Yogesh Joshi of University of Maryland, David Reibsteinand and John Zhang of Wharton Business School found that when the question of optimal entry timing arises, firms shouldn't necessarily enter a new market based on a strong leverage effect, a situation where a firm's presence in an existing market has a positive influence on product adoption in a new market. Also, a backlash effect shouldn't prevent the firm from entering a new market, a situation where social influence on the existing market is negative. Researchers show that the optimal strategy is a trade-off between the three factors of leverage, backlash, and patience.

===Seeding objectives===
One of the key questions surrounding seeding programs over the last decade has been whether or not it's more effective for companies to seed via influencers or random people through customers networks.

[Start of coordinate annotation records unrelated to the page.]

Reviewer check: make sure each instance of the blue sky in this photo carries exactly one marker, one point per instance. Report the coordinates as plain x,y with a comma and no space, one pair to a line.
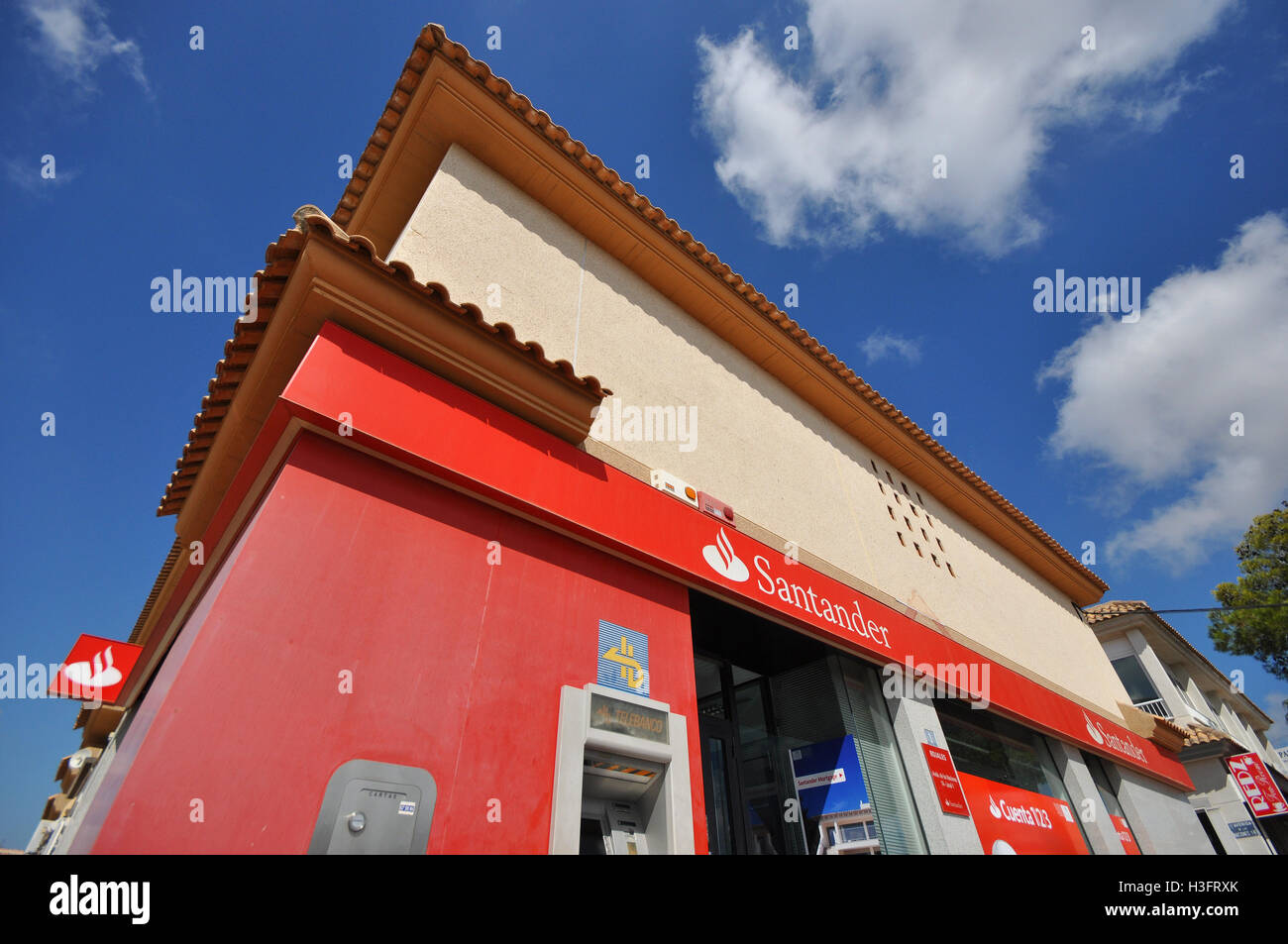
807,165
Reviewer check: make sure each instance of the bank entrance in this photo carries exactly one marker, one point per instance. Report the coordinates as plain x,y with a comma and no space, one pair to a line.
798,752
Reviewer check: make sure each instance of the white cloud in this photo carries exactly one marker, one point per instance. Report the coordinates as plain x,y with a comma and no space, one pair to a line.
73,39
842,147
1273,703
1153,399
883,343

Many authors and scholars addressed this issue. Canadian journalist Malcolm Gladwell discuses the "Law of the Few" in his book, The Tipping Point. He suggests that highly connected and rare people have the ability to shape the world. This handful of unique people can spread the word around and create a social epidemic through their connections, charm, personality, expertise and persuasiveness. The notion that a small group of people can influence others and cause them to adopt products, services or behaviors was the subject of another book, The Influentials by Edward Keller and Jonathan Berry. This minority comprises a wide range of people who act as experts in their field and their opinions are highly regarded by their peers.

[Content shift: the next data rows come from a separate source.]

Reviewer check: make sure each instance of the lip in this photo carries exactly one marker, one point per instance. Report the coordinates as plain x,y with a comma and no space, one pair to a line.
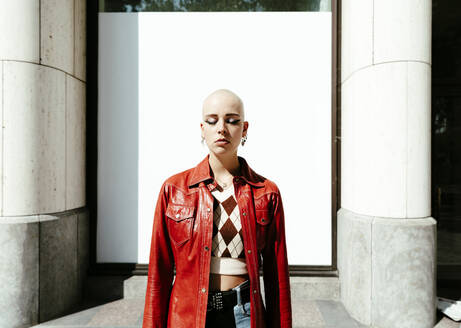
221,141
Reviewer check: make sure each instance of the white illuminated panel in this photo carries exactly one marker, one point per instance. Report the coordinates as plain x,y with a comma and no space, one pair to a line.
279,63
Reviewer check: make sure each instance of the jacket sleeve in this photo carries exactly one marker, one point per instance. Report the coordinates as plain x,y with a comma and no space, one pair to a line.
160,272
275,270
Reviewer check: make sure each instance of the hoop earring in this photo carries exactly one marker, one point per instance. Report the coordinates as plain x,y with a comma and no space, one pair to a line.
244,139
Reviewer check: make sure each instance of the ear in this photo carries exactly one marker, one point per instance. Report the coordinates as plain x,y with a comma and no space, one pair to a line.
245,128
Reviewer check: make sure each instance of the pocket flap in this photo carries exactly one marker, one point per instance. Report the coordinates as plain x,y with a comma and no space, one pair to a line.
179,212
262,216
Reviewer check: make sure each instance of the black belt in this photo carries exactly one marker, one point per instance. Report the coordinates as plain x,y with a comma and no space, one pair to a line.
223,299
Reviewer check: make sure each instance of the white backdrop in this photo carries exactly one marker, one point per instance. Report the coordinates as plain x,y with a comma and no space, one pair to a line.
279,63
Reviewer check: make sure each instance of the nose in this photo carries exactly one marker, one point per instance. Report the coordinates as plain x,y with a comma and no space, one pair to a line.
221,126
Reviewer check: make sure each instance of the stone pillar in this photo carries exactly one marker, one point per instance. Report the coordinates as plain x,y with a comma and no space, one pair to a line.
386,235
43,62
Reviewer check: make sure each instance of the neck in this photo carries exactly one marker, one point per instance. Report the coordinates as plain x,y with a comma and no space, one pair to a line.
224,166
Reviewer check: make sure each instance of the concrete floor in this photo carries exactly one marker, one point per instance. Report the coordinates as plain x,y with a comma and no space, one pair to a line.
127,313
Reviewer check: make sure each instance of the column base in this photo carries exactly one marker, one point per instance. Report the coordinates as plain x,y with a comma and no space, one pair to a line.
387,269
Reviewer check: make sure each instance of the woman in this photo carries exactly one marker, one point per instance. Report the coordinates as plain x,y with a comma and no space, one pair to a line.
218,223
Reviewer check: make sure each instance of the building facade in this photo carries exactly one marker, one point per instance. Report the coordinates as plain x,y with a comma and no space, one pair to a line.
386,265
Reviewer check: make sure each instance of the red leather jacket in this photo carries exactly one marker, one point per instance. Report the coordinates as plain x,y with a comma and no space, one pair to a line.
182,232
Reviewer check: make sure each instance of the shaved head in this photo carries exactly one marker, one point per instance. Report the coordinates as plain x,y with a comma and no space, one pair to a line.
223,97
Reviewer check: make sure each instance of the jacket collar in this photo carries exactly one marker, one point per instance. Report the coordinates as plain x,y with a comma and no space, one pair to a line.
202,172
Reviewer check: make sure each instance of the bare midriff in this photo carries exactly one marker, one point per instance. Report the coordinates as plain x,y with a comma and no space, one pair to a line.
226,282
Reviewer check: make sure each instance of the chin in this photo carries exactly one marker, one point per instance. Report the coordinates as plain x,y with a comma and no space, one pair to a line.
222,150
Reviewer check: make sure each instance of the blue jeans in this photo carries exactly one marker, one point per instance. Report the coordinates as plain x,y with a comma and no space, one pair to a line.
236,317
242,310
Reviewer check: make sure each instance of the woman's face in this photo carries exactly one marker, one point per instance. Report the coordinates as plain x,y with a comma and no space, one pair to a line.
223,126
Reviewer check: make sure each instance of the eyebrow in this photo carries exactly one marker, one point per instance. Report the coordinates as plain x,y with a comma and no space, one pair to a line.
228,114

From a more academic point of view, Barak Libai, Eitan Muller and Renana Peres constructed a research in the subject which is among the first to shed light on the actual value created by word of mouth programs and explore issues such as how targeting opinion leaders creates more value than targeting random customers. In seeding programs, word-of-mouth can gain customers who would not otherwise have bought the product, this is called expansion. However, word-of-mouth can also accelerate the purchase process of customers who would have purchased anyway, the faster the adoption, the greater the profits. These processes of expansion and acceleration integrate to create social value in a word-of-mouth seeding program for a new product. Furthermore, when deciding upon an optimal seeding program, the researchers conclude that "influencer seeding programs" yield higher customer equity than "random seeding programs". Of course, the decision about which program type to adopt depends on how much the company is willing to invest in discovering their influencers.

German researchers Oliver Hinz of Universität Darmstadt, Bernd Skiera of University of Frankfurt, and Christian Barrot and Jan U. Becker of Kühne Logistics University, argue that seeding strategies have strong influence on the success of viral marketing campaigns. The results propose that seeding to well-connected people is the most successful approach because these attractive seeding points are more likely to participate in viral marketing campaigns. Well-connected people also actively use their greater reach but do not have more influence on their peers than do less connected people.

On the other side of the debate, some argue that influencers have no such effect and therefore companies shouldn't target their seeding efforts on a specific group of people. Duncan Watts and Peter Dodds examined the phenomenon through a computer network simulation under the assumption that influential people are more difficult to influence, therefore social hubs have a lower tendency to adopt new products. Their work suggests that highly connected individuals do not play a crucial role in influencing others and that a random individual is just as likely to start a trend as connected people.